Antifolk, my sword of choice against the calamity of the mainstream, had its own moments of crossing into rubes’ icons. The Moldy Peaches were on the soundtrack of Juno, Devendra Banhart had to put a song about loving little boys on a record to keep it from the Starbucks checkout line, The Mountain Goats got a thousand crowds across the country hailing Satan as loud as they could. Jeffrey Lewis has always been one of its stalwarts, this antifolk, this un-genre. For “folk” is a collective noun and folk music is something that’s popular with a group, then antifolk, by definition, is unpopular, music not for the people. But in the 2000s that’s what we wanted—to be different when everything was the same only in different sizes (big, bigger, biggest). There wasn’t much difference, if you looked long enough, between Arcade Fire and U2. So music made for nobody or a select few, that was made for me. This was before selling out was a good thing, with the rise of Spotify and the gig economy, where a musician needed their song to sell a new GMC truck or else they’d only make .0000009 cents a stream forever. I mean, we were still making our finest artists travel around the world and make a living selling t-shirts, but it was better than it is now.

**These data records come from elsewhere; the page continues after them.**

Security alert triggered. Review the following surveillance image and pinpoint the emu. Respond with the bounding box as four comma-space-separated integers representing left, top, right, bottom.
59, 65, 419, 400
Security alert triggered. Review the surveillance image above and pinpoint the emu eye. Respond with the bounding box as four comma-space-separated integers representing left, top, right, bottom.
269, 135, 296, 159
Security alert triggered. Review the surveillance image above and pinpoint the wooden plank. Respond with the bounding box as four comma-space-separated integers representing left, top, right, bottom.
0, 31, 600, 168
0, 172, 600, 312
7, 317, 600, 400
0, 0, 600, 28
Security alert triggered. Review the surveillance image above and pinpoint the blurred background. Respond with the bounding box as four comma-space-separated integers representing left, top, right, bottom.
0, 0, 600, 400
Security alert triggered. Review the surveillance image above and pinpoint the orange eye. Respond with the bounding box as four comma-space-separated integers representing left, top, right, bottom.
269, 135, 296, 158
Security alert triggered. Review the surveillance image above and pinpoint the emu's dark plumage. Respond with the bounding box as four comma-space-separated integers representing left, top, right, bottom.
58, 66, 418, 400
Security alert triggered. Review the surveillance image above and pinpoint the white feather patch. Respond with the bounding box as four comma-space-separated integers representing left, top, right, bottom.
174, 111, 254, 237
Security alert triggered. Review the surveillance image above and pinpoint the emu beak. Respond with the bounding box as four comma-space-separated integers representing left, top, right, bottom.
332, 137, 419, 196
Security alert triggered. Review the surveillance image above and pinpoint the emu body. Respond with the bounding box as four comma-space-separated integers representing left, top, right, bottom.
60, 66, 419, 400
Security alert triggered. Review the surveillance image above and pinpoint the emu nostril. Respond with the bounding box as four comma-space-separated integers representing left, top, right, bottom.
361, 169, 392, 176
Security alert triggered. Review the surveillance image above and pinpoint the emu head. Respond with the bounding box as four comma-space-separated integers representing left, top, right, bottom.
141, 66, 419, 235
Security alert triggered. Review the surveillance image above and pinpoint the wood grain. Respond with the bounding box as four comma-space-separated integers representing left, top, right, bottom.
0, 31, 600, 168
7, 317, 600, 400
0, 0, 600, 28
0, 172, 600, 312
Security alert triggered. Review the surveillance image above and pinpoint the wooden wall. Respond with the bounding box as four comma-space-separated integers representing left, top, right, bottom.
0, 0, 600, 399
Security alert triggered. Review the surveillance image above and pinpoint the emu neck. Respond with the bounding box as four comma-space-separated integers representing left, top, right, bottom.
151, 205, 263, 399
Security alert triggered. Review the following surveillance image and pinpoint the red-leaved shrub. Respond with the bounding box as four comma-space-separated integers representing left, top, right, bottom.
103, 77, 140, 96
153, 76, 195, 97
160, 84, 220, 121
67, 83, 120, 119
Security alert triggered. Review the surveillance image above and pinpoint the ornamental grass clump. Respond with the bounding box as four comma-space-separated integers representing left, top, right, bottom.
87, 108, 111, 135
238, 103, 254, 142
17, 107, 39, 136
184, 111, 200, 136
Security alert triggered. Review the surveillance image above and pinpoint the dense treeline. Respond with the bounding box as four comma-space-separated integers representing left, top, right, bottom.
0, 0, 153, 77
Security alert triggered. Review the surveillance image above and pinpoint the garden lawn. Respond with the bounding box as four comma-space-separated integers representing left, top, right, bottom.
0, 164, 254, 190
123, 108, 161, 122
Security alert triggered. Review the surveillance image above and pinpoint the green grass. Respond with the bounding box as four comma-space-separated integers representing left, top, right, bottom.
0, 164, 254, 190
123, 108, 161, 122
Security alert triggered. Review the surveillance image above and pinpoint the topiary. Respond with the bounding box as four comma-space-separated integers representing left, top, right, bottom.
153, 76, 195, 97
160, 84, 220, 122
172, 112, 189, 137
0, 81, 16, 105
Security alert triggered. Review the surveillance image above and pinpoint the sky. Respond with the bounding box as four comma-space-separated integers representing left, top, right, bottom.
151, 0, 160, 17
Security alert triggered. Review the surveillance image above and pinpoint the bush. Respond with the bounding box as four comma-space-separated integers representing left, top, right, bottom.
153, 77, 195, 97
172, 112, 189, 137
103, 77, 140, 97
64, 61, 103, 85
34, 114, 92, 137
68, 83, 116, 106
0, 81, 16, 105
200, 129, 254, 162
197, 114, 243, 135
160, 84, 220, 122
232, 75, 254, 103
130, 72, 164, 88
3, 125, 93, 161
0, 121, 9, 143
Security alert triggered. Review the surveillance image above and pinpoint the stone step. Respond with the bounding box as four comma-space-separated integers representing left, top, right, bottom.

Here I am, judging success by finances, like all those other chumps I decried earlier. Maybe success is being able to continue making art that expresses a true—at least temporarily—self, removed (as much as anything can ever be) from the churnings of capitalism. Jeffrey Lewis handles that, swinging on two polarities. He’s either talking broadly about politics, often communism, or narrating his (singer’s) personal life. It’s like War and Peace. Sometimes you are focusing on a man and his relations and emotions and other times, it steps back and history is considered, which makes us consider the character’s parts in it. Alone, we change nothing. Together, we are so much fodder—yet it’s our powerlessness that gives us power, knowing that we have to give ourselves over to community to change anything.
* * *
What is music but connection? And not only to other people but to yourself, a specific part of your life, three or four weeks where you listened to nothing but a certain album and now playing that album takes you back to that very moment in time. Yet, the music doesn’t allow a linear entryway into the past: The events are long over, the friends and lovers long gone. Our memories are incomplete, incoherent. But because emotions are always incomplete and incoherent, we can access, with strange accuracy, the feelings that accompanied these events and individuals through the music. Old emotions rise up from the depths in elaborate ways, as powerful as they were when they were felt the first time, all because of a track or an album that’s been dusted off to find the words and melodies remain in your heart, the muscle that will kill most of us and almost everyone we know.